L’enseigne insiste particulièrement sur la sécurité, la gestion de l’alcool, le contrôle de l’état d’ébriété des clients et la transparence des prestations. L’objectif affiché consiste à créer une relation de confiance durable avec une clientèle majoritairement masculine et adulte, incluant des profils issus du monde des affaires, du tourisme ou du secteur CHR, mais également des visiteurs occasionnels.
Un pari entrepreneurial sur un marché existant mais non structuré
La décision d’ouvrir le SC Club à la franchise repose sur un constat paradoxal. D’un côté, un marché existant avec une demande réelle et des établissements qui fonctionnent. De l’autre, une absence quasi totale de structuration en réseau, faute de modèles transmissibles et de cadres clairs. En choisissant la franchise, le SC Club applique à un secteur inattendu des logiques bien connues de l’entrepreneuriat : duplication de savoir-faire, standardisation des pratiques, accompagnement des porteurs de projets, homogénéité de l’expérience client.
Cette approche fait de la franchise SC Club une proposition atypique dans le paysage français. Elle s’adresse à des entrepreneurs aguerris, à des professionnels du CHR en quête de diversification, mais aussi à des candidats à la reconversion attirés par un projet encadré, différenciant et économiquement assumé. L’enseigne fonde son modèle sur une maîtrise complète de l’activité, intégrant gestion d’un ERP, programmation artistique, recrutement, formation, management des équipes et relation client dans un cadre formalisé.

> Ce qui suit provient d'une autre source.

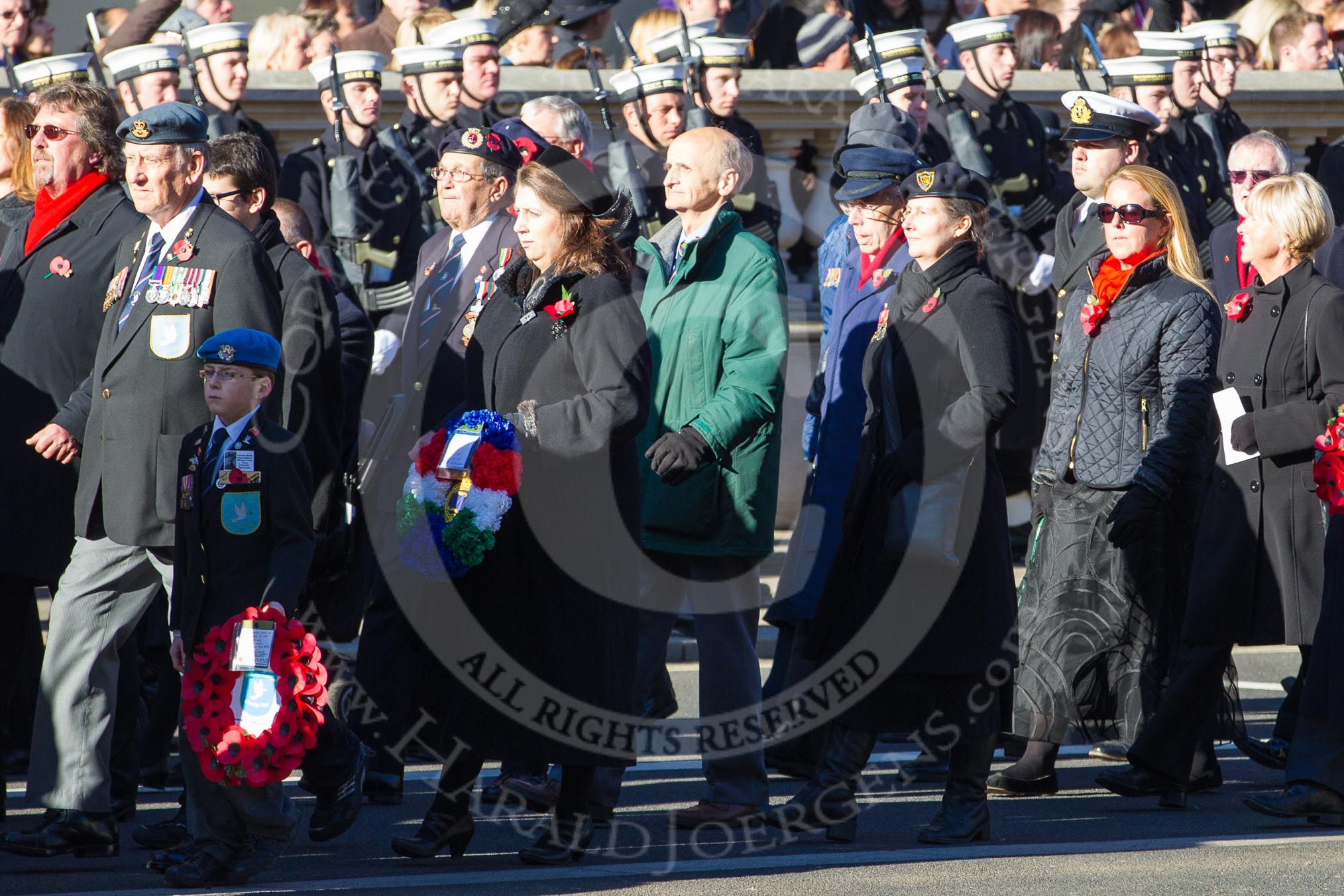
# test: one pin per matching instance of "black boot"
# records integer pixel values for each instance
(966, 813)
(827, 801)
(439, 829)
(563, 841)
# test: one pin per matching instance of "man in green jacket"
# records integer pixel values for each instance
(714, 306)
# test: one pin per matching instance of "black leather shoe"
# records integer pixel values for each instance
(437, 830)
(1109, 752)
(565, 840)
(1137, 782)
(1272, 754)
(164, 834)
(260, 855)
(1005, 786)
(66, 832)
(383, 787)
(1317, 805)
(338, 808)
(202, 869)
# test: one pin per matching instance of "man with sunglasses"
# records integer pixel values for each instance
(178, 277)
(219, 66)
(49, 336)
(432, 81)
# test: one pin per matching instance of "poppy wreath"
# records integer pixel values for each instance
(1328, 468)
(226, 753)
(432, 537)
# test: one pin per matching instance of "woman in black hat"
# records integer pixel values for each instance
(561, 350)
(923, 579)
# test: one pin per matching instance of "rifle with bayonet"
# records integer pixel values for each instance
(695, 116)
(621, 168)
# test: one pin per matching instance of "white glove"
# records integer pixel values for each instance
(385, 350)
(1039, 277)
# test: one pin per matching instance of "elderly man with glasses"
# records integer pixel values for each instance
(178, 278)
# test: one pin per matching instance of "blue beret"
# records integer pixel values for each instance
(486, 142)
(869, 170)
(241, 345)
(168, 123)
(948, 180)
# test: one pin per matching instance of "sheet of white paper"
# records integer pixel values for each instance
(1229, 406)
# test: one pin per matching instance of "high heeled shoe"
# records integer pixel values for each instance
(827, 801)
(563, 841)
(437, 830)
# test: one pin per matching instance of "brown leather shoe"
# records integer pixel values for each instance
(707, 813)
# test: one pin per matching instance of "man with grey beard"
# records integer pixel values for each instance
(53, 269)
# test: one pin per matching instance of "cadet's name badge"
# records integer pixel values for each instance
(187, 286)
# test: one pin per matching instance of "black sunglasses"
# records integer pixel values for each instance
(1131, 214)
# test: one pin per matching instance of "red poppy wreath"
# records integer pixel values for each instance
(226, 752)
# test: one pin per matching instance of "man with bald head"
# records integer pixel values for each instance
(714, 304)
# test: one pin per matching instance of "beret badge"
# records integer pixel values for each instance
(1080, 113)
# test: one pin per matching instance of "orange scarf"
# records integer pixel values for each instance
(1107, 285)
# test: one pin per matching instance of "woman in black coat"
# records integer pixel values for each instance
(923, 573)
(561, 350)
(1116, 482)
(1257, 571)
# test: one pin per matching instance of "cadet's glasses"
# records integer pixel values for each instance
(1131, 214)
(50, 132)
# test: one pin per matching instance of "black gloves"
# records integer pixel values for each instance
(1243, 434)
(1133, 512)
(677, 456)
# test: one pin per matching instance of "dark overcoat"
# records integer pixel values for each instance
(555, 590)
(144, 392)
(241, 544)
(1257, 566)
(49, 336)
(941, 380)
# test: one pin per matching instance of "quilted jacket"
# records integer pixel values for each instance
(1132, 402)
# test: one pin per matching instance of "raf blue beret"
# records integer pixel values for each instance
(486, 142)
(168, 123)
(948, 180)
(241, 345)
(868, 170)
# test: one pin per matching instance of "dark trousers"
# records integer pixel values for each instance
(1179, 738)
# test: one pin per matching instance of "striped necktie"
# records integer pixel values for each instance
(445, 278)
(156, 245)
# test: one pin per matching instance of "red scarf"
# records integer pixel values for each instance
(1246, 273)
(870, 265)
(1107, 285)
(49, 211)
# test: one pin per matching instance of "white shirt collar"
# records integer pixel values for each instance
(174, 227)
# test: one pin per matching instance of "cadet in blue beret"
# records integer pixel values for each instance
(245, 537)
(168, 123)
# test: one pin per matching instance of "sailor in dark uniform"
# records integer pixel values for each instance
(219, 69)
(1183, 136)
(480, 69)
(1148, 82)
(653, 105)
(380, 265)
(432, 81)
(1214, 112)
(34, 76)
(144, 76)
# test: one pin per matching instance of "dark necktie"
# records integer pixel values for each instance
(151, 260)
(217, 443)
(445, 278)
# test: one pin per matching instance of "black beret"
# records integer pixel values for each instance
(948, 180)
(486, 142)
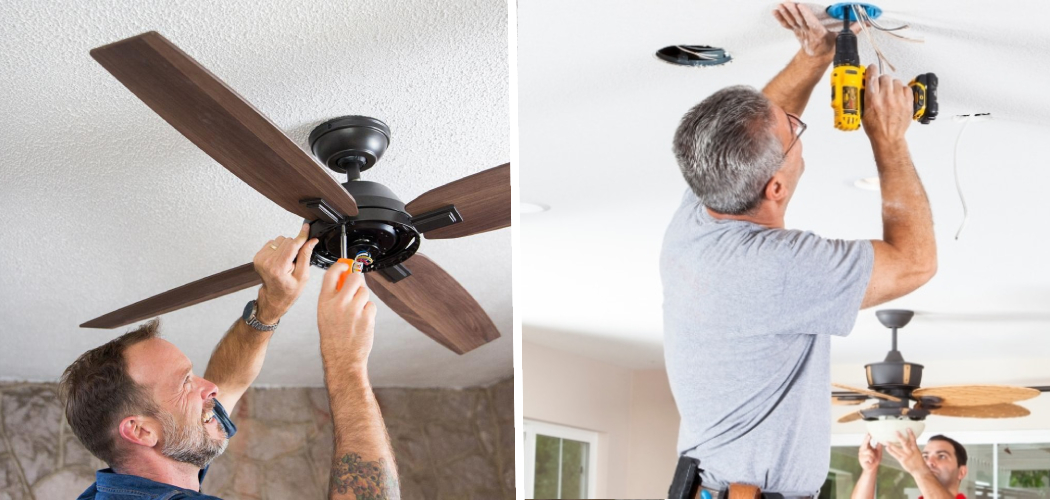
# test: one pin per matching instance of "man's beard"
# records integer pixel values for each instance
(191, 443)
(945, 478)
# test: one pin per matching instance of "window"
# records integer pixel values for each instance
(560, 461)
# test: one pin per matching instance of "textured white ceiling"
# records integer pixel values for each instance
(597, 111)
(102, 203)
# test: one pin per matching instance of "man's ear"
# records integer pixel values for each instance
(140, 430)
(776, 189)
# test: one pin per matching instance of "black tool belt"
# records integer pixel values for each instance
(687, 483)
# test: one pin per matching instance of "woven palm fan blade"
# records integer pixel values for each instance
(1005, 410)
(867, 392)
(977, 395)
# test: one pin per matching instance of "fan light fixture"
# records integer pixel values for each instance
(884, 430)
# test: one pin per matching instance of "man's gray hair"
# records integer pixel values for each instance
(727, 149)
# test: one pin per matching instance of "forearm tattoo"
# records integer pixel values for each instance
(368, 480)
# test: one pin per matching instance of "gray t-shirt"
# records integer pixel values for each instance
(748, 316)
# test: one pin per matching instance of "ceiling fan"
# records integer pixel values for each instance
(357, 216)
(895, 383)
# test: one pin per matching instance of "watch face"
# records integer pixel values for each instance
(249, 311)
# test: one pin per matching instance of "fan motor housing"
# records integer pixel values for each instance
(381, 227)
(894, 375)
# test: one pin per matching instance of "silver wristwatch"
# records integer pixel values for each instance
(249, 316)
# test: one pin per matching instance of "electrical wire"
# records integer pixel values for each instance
(959, 186)
(864, 20)
(708, 57)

Le SC Club s’appuie sur un réseau important de danseuses et sur une école de formation interne, conçue pour professionnaliser les artistes et garantir un niveau de prestation homogène. Des plans de carrière sont proposés aux collaborateurs et collaboratrices, dans une logique de fidélisation rarement mise en avant dans ce secteur. Le management responsable et un formalisme rigoureux constituent des éléments clés du concept, pensés pour sécuriser les franchisés et préserver la cohérence de l’enseigne.

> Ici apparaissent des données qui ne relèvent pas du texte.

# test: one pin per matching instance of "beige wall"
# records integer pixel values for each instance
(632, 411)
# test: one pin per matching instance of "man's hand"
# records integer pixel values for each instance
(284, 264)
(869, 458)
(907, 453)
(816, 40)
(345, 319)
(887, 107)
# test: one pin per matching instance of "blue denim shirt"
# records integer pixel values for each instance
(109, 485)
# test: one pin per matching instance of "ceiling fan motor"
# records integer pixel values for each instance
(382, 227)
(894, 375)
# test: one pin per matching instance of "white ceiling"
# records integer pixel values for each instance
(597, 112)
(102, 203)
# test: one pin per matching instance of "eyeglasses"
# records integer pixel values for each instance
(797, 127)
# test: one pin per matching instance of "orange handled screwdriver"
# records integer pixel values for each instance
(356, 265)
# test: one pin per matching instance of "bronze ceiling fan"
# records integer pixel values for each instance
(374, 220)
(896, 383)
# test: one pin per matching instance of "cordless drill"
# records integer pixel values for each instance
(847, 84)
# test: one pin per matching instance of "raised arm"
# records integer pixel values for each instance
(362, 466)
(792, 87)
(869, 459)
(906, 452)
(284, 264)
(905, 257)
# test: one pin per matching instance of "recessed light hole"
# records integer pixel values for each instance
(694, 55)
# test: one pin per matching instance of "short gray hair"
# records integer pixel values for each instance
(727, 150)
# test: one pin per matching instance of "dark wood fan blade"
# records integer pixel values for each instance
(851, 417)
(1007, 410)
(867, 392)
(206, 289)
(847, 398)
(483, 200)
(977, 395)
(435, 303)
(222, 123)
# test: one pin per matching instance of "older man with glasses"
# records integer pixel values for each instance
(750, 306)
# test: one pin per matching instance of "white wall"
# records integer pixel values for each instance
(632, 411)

Des obstacles financiers liés à la stigmatisation du secteur
Le développement du SC Club s’inscrit dans un contexte économique contraint. Le secteur du strip club reste confronté à une forte stigmatisation qui se traduit notamment par des difficultés d’accès au financement bancaire. Le monde de la nuit et le CHR, déjà fragilisés depuis la crise sanitaire, sont souvent perçus comme risqués, voire en déclin. Face à ces réticences, le SC Club a dû s’appuyer sur des investisseurs privés et des solutions alternatives.
Cette réalité nourrit la démarche de structuration actuelle. En apportant des standards, une lisibilité et une cohérence de réseau, l’enseigne entend renforcer la crédibilité économique d’un modèle jugé à l’aune de représentations culturelles plutôt que de réalités opérationnelles. La capacité du SC Club à envisager aujourd’hui la franchise trouve en grande partie son origine dans le parcours de son fondateur, Laurent Roué.
Entrepreneur nantais, ce dernier évolue exclusivement dans le milieu du charme depuis le début des années 1990. Il a notamment fondé Charme & Séduction, agence spécialisée dans l’érotisme, puis Frenchy Girl, l’un des premiers sites de vidéoconférence érotique sur Internet, rapidement positionné à l’international. Il a ensuite exploité pendant dix ans Le Petit Théâtre Coquin avant d’ouvrir en 2001 le Strip Café Club, considéré comme l’un des premiers véritables strip clubs en France. Ce parcours de plus de trente-cinq ans constitue le socle de la vision SC Club, présentant l’activité comme sensible certes, mais exigeant rigueur, constance et professionnalisme.